Malgré l'autorisation de son Parlement il y a quatre jours, la Turquie répugne toujours à engager la moindre opération militaire contre les djihadistes du groupe Etat islamique (EI) qui menacent la ville syrienne de Kobané, pourtant à portée de tir de sa frontière. Depuis ce vote, le gouvernement islamo-conservateur au pouvoir à Ankara a répété sa volonté de participer à la lutte contre l'EI mais a posé des conditions pour rejoindre la coalition militaire réunie par les Etats-Unis, alimentant ainsi les soupçons des populations kurdes qui accusent Ankara de les abandonner à leur sort.
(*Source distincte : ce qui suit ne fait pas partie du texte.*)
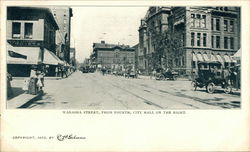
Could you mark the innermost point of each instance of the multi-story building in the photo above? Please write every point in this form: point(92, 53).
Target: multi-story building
point(30, 39)
point(113, 56)
point(73, 56)
point(193, 34)
point(153, 28)
point(63, 16)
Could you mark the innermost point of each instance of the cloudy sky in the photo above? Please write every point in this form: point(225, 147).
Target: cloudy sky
point(111, 24)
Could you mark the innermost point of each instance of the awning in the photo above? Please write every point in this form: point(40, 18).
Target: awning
point(206, 57)
point(199, 56)
point(22, 55)
point(219, 58)
point(50, 58)
point(213, 58)
point(227, 59)
point(194, 57)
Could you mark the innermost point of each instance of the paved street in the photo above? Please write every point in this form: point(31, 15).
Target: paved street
point(94, 91)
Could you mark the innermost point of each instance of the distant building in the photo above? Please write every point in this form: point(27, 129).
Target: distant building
point(113, 56)
point(136, 47)
point(63, 16)
point(73, 56)
point(30, 39)
point(153, 27)
point(189, 35)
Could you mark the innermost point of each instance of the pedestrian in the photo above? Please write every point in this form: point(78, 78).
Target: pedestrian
point(9, 88)
point(32, 87)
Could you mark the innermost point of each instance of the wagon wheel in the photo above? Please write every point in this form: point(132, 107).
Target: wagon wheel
point(194, 85)
point(174, 77)
point(228, 89)
point(210, 87)
point(161, 77)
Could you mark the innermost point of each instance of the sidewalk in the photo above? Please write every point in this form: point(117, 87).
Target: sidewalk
point(22, 100)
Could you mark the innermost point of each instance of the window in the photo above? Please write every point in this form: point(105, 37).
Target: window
point(217, 41)
point(198, 39)
point(16, 30)
point(231, 27)
point(232, 43)
point(204, 39)
point(192, 20)
point(203, 21)
point(225, 25)
point(28, 30)
point(212, 39)
point(217, 24)
point(198, 20)
point(225, 43)
point(192, 39)
point(212, 22)
point(193, 64)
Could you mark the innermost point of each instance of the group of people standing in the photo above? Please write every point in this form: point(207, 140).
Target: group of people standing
point(35, 83)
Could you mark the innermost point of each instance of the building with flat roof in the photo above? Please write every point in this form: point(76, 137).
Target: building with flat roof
point(30, 39)
point(62, 15)
point(113, 56)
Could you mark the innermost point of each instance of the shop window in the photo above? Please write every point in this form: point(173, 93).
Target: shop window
point(217, 41)
point(231, 27)
point(217, 26)
point(212, 22)
point(225, 42)
point(16, 30)
point(192, 20)
point(198, 20)
point(198, 39)
point(203, 21)
point(231, 43)
point(28, 30)
point(212, 39)
point(192, 39)
point(225, 25)
point(204, 39)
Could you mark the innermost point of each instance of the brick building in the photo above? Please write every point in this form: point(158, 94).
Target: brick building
point(113, 56)
point(63, 16)
point(30, 39)
point(194, 34)
point(152, 29)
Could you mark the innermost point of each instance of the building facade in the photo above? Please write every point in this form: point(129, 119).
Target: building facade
point(195, 34)
point(152, 31)
point(63, 16)
point(30, 33)
point(113, 56)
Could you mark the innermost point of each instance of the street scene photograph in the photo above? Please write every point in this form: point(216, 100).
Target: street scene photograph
point(123, 58)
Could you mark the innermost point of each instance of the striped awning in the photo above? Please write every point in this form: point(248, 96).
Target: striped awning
point(199, 56)
point(22, 55)
point(50, 58)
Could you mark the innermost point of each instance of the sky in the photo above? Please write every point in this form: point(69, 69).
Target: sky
point(112, 24)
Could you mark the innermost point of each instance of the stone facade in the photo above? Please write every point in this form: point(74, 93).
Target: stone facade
point(30, 31)
point(112, 56)
point(63, 16)
point(191, 34)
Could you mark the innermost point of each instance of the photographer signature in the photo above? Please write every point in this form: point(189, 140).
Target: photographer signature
point(61, 137)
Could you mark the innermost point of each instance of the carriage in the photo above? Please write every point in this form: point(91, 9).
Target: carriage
point(211, 76)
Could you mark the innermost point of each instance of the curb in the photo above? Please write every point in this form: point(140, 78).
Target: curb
point(17, 102)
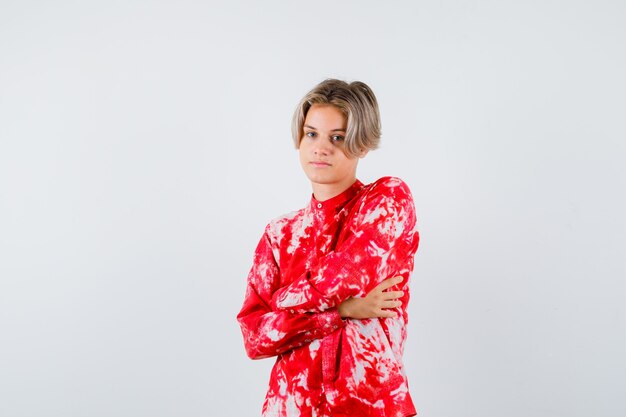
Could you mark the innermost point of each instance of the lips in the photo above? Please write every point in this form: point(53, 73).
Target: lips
point(319, 164)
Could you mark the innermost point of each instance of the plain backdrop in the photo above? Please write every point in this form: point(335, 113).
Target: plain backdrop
point(144, 145)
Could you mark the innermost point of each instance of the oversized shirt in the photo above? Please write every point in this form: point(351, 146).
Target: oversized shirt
point(308, 262)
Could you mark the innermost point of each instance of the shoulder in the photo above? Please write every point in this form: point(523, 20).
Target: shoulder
point(387, 187)
point(278, 226)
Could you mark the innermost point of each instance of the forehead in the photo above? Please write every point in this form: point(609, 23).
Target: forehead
point(325, 116)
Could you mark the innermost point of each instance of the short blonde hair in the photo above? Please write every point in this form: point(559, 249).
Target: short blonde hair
point(356, 101)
Ses responsables ont multiplié les déclarations pour expliquer leur position.
Ne pas se faire entraîner dans un conflit à ses portes Le Premier ministre Ahmet Davutoglu l'a expliqué vendredi. Nous ferons tout ce que nous pouvons pour que Kobané ne tombe pas. Mais il a d'emblée écarté une intervention contre l'EI, pourtant à portée de canon des chars turcs. Si les forces armées turques entrent à Kobané et que les Turkmènes de Yayladag (une autre minorité turcophone de Syrie) nous demandent +pourquoi est-ce que vous ne nous sauvez pas ?+, il faudrait alors que nous intervenions là-bas aussi, a-t-il plaidé. Tout au plus s'est-il engagé à faire son possible pour renforcer l'aide humanitaire à la ville syrienne assiégée. M. Davutoglu comme le président Recep Tayyip Erdogan l'ont tous deux précisé: seule une attaque contre le tombeau de Souleimane Shah, une enclave turque en Syrie, pourrait précipiter une entrée de ses troupes chez son voisin.
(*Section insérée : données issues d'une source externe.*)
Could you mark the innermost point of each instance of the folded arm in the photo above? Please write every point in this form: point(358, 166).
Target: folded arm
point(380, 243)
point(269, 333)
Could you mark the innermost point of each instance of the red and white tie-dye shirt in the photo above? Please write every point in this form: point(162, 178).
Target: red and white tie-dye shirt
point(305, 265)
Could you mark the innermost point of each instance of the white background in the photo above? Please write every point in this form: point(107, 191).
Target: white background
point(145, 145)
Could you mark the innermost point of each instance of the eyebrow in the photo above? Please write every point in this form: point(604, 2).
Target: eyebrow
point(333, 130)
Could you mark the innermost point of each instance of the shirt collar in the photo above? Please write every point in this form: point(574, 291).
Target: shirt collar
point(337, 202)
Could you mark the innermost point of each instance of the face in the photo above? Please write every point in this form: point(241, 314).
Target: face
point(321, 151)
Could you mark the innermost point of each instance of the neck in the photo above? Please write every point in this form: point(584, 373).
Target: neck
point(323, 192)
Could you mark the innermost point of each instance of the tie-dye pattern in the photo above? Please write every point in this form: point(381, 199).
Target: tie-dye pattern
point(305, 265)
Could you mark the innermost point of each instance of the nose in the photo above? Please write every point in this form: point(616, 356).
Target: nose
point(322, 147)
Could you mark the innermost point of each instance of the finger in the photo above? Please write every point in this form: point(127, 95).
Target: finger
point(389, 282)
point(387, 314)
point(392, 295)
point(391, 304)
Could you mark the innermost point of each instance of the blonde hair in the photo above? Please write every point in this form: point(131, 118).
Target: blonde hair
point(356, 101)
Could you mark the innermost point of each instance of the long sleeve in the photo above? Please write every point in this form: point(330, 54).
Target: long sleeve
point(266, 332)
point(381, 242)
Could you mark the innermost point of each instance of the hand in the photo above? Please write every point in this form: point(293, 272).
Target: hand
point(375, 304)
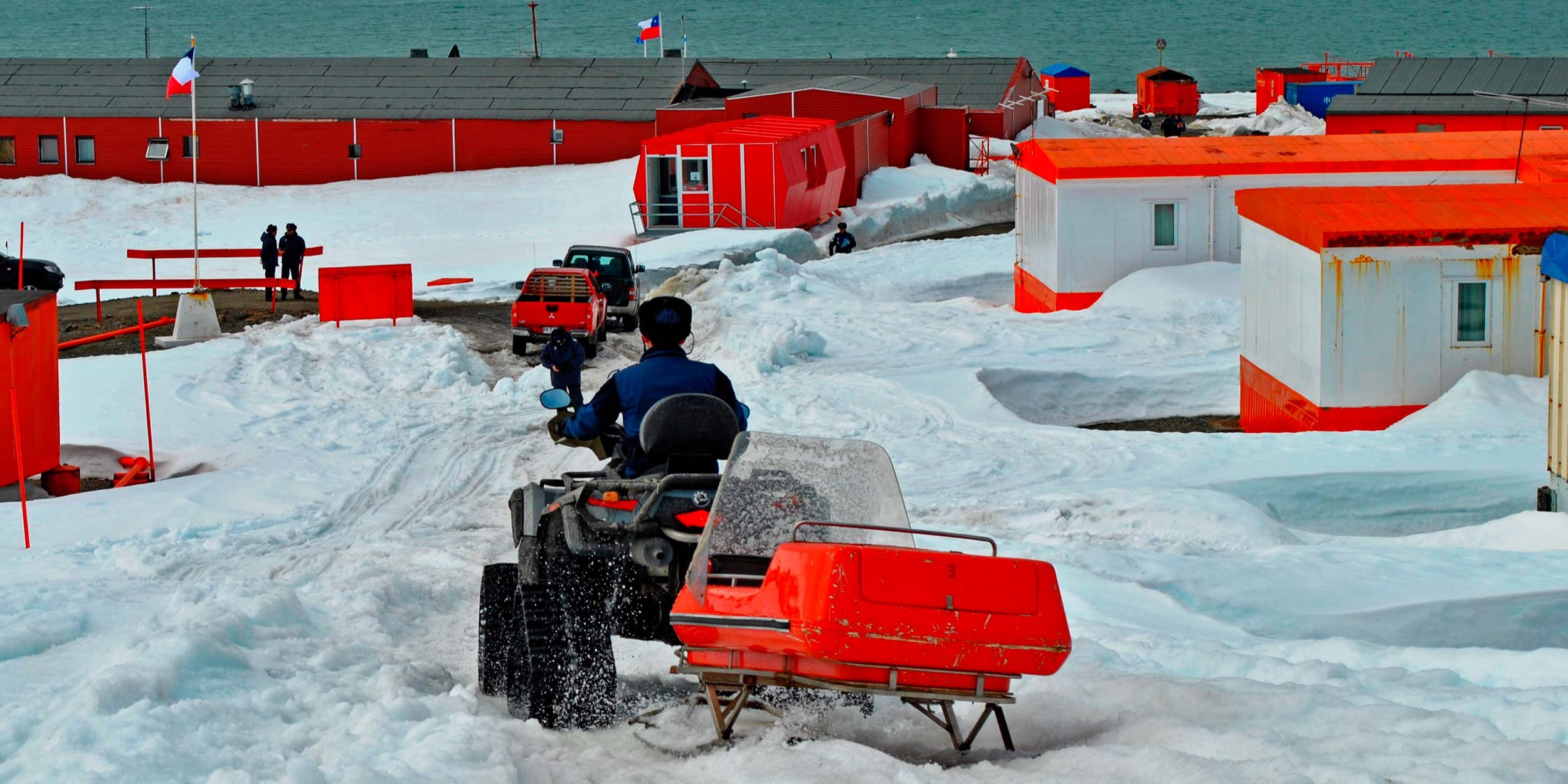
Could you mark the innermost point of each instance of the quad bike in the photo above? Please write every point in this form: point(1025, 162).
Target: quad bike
point(794, 569)
point(598, 554)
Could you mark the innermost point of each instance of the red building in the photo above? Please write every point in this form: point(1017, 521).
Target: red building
point(1165, 92)
point(325, 120)
point(33, 356)
point(1438, 95)
point(755, 173)
point(1068, 85)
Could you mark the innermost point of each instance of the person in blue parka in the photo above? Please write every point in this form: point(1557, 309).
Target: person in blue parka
point(664, 371)
point(565, 359)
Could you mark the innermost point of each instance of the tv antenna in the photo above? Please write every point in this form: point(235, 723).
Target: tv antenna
point(146, 35)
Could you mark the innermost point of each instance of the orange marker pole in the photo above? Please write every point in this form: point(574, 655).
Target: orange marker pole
point(16, 435)
point(146, 397)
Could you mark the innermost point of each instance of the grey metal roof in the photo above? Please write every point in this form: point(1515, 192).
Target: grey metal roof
point(861, 85)
point(402, 88)
point(1448, 85)
point(963, 80)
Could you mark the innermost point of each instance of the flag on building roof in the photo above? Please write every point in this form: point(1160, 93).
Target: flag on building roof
point(650, 29)
point(184, 74)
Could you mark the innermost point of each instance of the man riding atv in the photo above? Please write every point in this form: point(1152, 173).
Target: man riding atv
point(664, 371)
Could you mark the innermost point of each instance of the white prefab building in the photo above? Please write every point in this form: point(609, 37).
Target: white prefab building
point(1090, 212)
point(1363, 305)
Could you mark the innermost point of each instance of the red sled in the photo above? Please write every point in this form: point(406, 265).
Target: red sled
point(858, 607)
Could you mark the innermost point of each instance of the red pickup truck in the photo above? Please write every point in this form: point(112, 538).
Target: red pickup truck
point(559, 299)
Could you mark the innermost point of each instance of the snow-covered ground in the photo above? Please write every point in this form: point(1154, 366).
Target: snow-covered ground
point(295, 601)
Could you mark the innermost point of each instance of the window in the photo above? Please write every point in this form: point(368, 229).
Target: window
point(1165, 225)
point(1471, 303)
point(694, 174)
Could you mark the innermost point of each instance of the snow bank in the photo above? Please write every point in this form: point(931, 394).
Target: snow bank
point(1484, 400)
point(1523, 532)
point(923, 199)
point(1165, 287)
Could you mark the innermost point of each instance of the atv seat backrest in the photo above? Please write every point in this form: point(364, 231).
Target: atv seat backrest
point(689, 432)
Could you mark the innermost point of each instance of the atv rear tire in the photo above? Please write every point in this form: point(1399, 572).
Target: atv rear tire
point(565, 675)
point(497, 603)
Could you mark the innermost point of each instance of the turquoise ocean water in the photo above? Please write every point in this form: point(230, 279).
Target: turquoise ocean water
point(1212, 40)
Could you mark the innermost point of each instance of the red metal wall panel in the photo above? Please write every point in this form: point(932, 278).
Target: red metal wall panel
point(400, 148)
point(120, 146)
point(600, 140)
point(383, 290)
point(504, 143)
point(228, 151)
point(987, 124)
point(1451, 123)
point(945, 135)
point(780, 104)
point(723, 170)
point(306, 151)
point(36, 356)
point(673, 120)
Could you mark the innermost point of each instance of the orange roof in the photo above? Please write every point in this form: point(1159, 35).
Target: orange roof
point(744, 130)
point(1227, 156)
point(1321, 218)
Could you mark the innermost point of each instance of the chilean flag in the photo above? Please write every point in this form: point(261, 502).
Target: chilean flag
point(650, 29)
point(184, 76)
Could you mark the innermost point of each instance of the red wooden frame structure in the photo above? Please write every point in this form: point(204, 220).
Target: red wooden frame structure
point(183, 283)
point(206, 253)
Faire tomber le régime de Damas Comme l'a encore récemment affirmé, avant de se rétracter, le vice-président américain Joe Biden, la Turquie sunnite a longtemps soutenu les groupes rebelles syriens les plus radicaux, dont l'EI, dans l'espoir de précipiter la chute du président alaouite (une branche du chiisme) Bachar al-Assad. Le gouvernement l'a toujours nié mais ce n'est que très récemment, après la libération de 46 Turcs détenus en otages par l'EI en Irak, qu'il a publiquement reconnu la menace causée par ce groupe ultraradical. Le texte de la résolution adoptée par le Parlement évoque ainsi l'augmentation significative et alarmante du nombre d'éléments terroristes en Syrie et de la menace qu'ils font peser sur l'Irak. Mais en déclarant son hostilité aux terroristes de l'Etat islamique, M. Erdogan a rappelé que le départ de l'actuel régime syrien restait sa priorité et que les frappes aériennes contre les djihadistes risquaient par ricochet de renforcer Damas.
Privilégier une zone tampon et une zone d'exclusion aérienne C'est une vieille lune turque depuis le début de la guerre civile syrienne en 2011. Ankara, qui accueille déjà plus d'un million et demi de réfugiés, exige en échange de son entrée dans la coalition la création dans le nord de la Syrie d'une zone-tampon doublée d'une zone d'exclusion aérienne susceptible de protéger le territoire turc. Faute de cette zone d'exclusion aérienne, a mis en garde M. Davutoglu, les forces du président syrien Bachar al-Assad pourraient profiter de frappes de la coalition pour bombarder en représailles les zones désertées par l'EI, notamment autour d'Alep et de Raqa, et 3 millions de personnes vont fuir vers la Turquie. Les Etats-Unis ont indiqué qu'une zone d'exclusion aérienne, qui nécessite un accord du conseil de sécurité des Nations unies, n'était pas à l'ordre du jour.
Eviter de renforcer le camp kurde C'est l'obsession d'Ankara. Le gouvernement turc a beau avoir engagé il y a près de deux ans des pourparlers de paix avec les rebelles du Parti des travailleurs du Kurdistan (PKK), il veut tout faire pour éviter que la guerre contre l'EI ne renforce les Kurdes. La résolution du parlement autorisant le recours à la force mentionne parmi les menaces le groupe terroriste du Parti des travailleurs du Kurdistan et M. Erdogan a lui-même fait samedi un parallèle entre le PKK et le groupe Etat islamique. En outre, la Turquie s'est inquiétée que les armes fournies par les Occidentaux aux combattants kurdes, en première ligne contre l'EI, tombent entre les mains du PKK. Le chef historique du PKK Abdullah Öcalan a signalé de son côté que la chute de Kobané signifierait la fin du processus de paix avec Ankara.